Law-enforcement officials didn’t make much use of Richard Smith’s information. Instead, they drew on a gift from America Online, whose tech team had been Melissa-hunting on its own. It apparently traced the invasion of the SkyRoket account to a New Jersey Internet provider. Early in the week an AOL emissary called the FBI and the Garden State attorney general’s office. The latter took over the case, perhaps because it is easier to prove state crimes than more stringent federal charges. Jersey cops painstakingly went through the provider’s customer accounts and found their man, David L. Smith (a process that might have gone more quickly had they known that the FBI had been given the name earlier). Authorities concluded that Smith had planted the virus from his second-floor apartment in a modest Aberdeen Township housing complex. A search warrant was executed around sundown on Thursday. According to an eyewitness, a dozen or so men entered the apartment with briefcases and cardboard boxes, lowered the blinds and went to work. Several hours later they left with their bulging briefcases and loaded boxes. At 9:10 p.m. they arrested David Smith at his brother’s house nearby. He went quietly.

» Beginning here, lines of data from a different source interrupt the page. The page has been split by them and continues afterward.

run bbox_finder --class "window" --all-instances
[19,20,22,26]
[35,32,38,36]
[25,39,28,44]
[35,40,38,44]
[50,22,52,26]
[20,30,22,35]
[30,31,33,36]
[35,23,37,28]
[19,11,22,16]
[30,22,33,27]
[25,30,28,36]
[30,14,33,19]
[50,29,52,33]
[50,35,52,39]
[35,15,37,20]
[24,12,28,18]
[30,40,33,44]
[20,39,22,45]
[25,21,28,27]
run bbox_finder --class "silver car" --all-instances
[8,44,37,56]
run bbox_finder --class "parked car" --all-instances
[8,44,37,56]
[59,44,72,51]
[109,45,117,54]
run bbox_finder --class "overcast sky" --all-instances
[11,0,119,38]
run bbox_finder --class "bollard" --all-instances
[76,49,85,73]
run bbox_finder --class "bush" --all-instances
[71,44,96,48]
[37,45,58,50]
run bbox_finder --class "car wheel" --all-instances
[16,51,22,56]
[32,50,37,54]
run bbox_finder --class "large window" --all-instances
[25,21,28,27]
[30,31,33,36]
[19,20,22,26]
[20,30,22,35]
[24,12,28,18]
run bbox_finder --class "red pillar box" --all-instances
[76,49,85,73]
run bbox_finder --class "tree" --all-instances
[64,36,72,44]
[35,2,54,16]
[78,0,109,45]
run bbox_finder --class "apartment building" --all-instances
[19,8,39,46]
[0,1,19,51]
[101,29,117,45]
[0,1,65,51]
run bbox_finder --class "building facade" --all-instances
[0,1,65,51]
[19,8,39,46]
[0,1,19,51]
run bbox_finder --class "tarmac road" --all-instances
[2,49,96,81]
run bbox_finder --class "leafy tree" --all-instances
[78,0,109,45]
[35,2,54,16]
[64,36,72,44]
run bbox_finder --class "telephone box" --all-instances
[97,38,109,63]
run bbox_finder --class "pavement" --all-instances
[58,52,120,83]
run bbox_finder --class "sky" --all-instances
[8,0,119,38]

At a press conference Friday, New Jersey authorities said that Smith, who had made bail, faced as much as 40 years in prison and a $480,000 fine. (A state spokesperson also said that the virus may have been named after a topless dancer Smith had fancied in Florida.)
They also denied that David Smith was VicodinES, a contention that Richard Smith disputed. To bolster his claim, he circulated the source code of a year-old document on Vicodin’s Web site, where the revision log indicates that the creator was David L. Smith. At the very least a connection exists, but the suspect wasn’t talking. A 30-year-old programmer for an AT&T contractor, he had moved back to his native New Jersey County after a bankruptcy in Florida, where, his lawyer said, he had racked up $24,000 in credit-card debt after losing a job at a computer firm. His Internet posts indicate that (like Vicodin) he’s interested in music and computer viruses. He seemed, neighbors said, “a normal guy.” “What I don’t understand is, if you’re that smart, why make a virus? Why not break into someone’s bank account?” said Edward Stawicki, whose place faces Smith’s. “At least that way he’d have some money.”

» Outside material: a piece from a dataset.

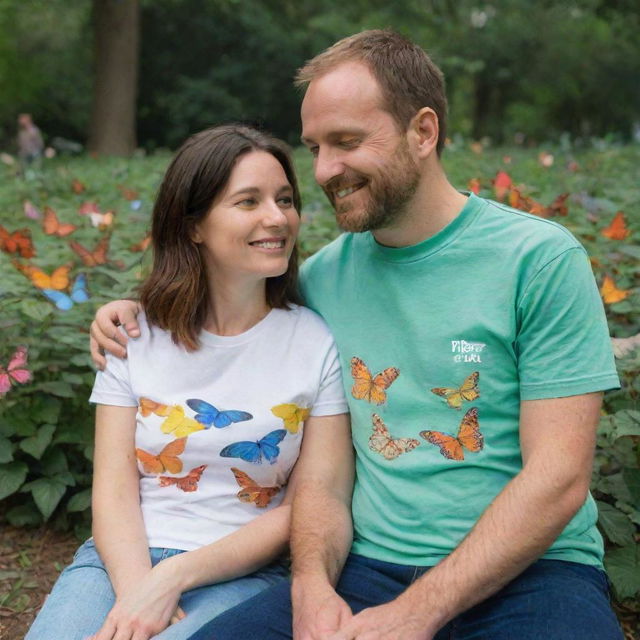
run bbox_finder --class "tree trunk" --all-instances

But that’s not the scriptor’s way. “The more interesting ones are like computer security researchers,” Guillermito writes. “On one side they want to help computer users, improving the security of computers by showing the weaknesses. But on the other side, they infect innocent people and make them lose time, sometimes lose data. A sort of paradox that is not easy to deal with.”
Unless you’re the cops. As David L. Smith may learn–and the virus community might well note–they have a solution ready at hand: You’ve got jail!